En Extrême-Orient, on ne plante pas un jardin, on le construit. Il constitue un monde clos, microcosme protégé et isolé, où se concentrent les énergies positives de l’univers, bénéfiques pour les usagers. Ces lieux de vie offrent en même temps un spectacle particulier à contempler et parcourir. Associant étroitement le bâti à l’eau, aux rochers, aux végétaux et même aux animaux, le jardin s’adresse à tous les sens.

Iris et rocher

© RMN-Grand Palais (MNAAG, Paris) / Richard Lambert

Iris et rocher

Les fleurs

Les fleurs et plantes cultivées jouent un rôle important dans l’aménagement des jardins. Combinées avec les pièces d’eau, les rocailles et les grottes qui y sont pratiquées, elles maintiennent une fraîcheur et une humidité constantes, l’imbrication du couvert et du plein air garantissant une régulation naturelle.

Les massifs d’arbustes ou les bosquets de bambous, les frondaisons des grands arbres, les plantes grimpantes accrochées à des treillages ou des pergolas, ménagent des zones d’ombre et filtrent la lumière. La flore naturelle, exceptionnellement riche et variée en Asie orientale, est pourtant loin de se retrouver telle quelle dans les jardins. Les jardiniers ont effectué des sélections parmi les plantes disponibles et obtenu, par l’art de la greffe notamment, d’innombrables variétés horticoles ou cultivars, destinées à produire fruits ou fleurs appréciés pour leurs formes, couleurs, goûts et parfums tels les pêches, kakis, citrus, azalées, hibiscus ou camélias. D’autres encore, telles le jasmin ou le bananier, ont été introduites et acclimatées.

Admiration des pivoines en fleur

 © RMN-Grand Palais (MNAAG, Paris) / Harry Bréjat

Admiration des pivoines en fleur

Essences de Chine

Du fait de leur récurrence, certaines plantes peuvent être considérées comme des éléments classiques du jardin. Leur présence y est en quelque sorte attendue : c’est le cas du pin, du bambou, du lotus ou encore de la pivoine, « reine des fleurs » à la cour des Tang (618-907).

S’est ainsi établi, peu à peu, un répertoire botanique propre au jardin, riche en associations, ou en allusions de toutes sortes, liées à la culture lettrée. Ainsi la fleur de l’abricotier de Chine, l’orchidée, le lotus et le chrysanthème, symboles des quatre saisons, sont familiers à l’usager du jardin, qui prend plaisir à les y retrouver. La floraison précoce des divers prunus (mais aussi d’autres arbres fruitiers de la famille des rosacées), annonçant le printemps, est particulièrement célébrée et l’occasion de visites et réunions. Les branches fleuries de l’abricotier de Chine sont cueillies et disposées à l’intérieur des pièces dans des vases meiping.

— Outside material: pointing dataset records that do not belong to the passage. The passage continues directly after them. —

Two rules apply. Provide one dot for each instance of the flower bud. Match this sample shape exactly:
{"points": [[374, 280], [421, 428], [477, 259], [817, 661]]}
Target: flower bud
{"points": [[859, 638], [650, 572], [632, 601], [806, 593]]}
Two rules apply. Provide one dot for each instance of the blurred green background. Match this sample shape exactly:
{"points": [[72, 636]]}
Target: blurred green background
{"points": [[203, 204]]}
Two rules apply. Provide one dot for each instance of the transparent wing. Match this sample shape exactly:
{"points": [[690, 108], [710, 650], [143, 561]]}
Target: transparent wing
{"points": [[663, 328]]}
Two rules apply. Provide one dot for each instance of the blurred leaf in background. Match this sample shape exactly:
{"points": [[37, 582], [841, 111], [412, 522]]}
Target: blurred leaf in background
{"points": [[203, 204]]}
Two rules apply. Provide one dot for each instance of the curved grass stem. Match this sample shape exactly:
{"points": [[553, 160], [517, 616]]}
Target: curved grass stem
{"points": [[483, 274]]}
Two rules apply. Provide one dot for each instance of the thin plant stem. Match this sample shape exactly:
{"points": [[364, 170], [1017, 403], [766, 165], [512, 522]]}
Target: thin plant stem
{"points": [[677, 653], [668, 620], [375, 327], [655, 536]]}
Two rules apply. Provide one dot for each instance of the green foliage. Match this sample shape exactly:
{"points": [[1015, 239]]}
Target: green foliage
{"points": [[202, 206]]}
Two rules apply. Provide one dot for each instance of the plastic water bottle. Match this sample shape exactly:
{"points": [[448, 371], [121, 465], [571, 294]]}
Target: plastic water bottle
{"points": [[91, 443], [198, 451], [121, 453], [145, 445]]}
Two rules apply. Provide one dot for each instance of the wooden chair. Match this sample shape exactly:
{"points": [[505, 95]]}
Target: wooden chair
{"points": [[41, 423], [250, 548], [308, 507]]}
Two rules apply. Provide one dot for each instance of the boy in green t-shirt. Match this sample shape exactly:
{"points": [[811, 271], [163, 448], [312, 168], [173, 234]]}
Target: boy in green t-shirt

© RMN-Grand Palais (MNAAG, Paris) / Thierry Ollivier

Recueil de dix belles fleurs amies (détail)

Essences du Japon

Au Japon, ce sont surtout les fleurs de cerisiers (hanami), aux variétés innombrables, qui sont admirées pour leur beauté exquise mais fragile et d’autant plus précieuse qu’elle est éphémère ; à l’automne leur répondent les feuilles rougies momiji des érables. Ces plantes choisies et aimées constituent non seulement les références favorites du jardinier, mais aussi celles du peintre et du poète : sans cesse évoquées dans la littérature, elles sont régulièrement figurées dans la peinture et, sous l’influence de celle-ci, dans l’ensemble des arts décoratifs.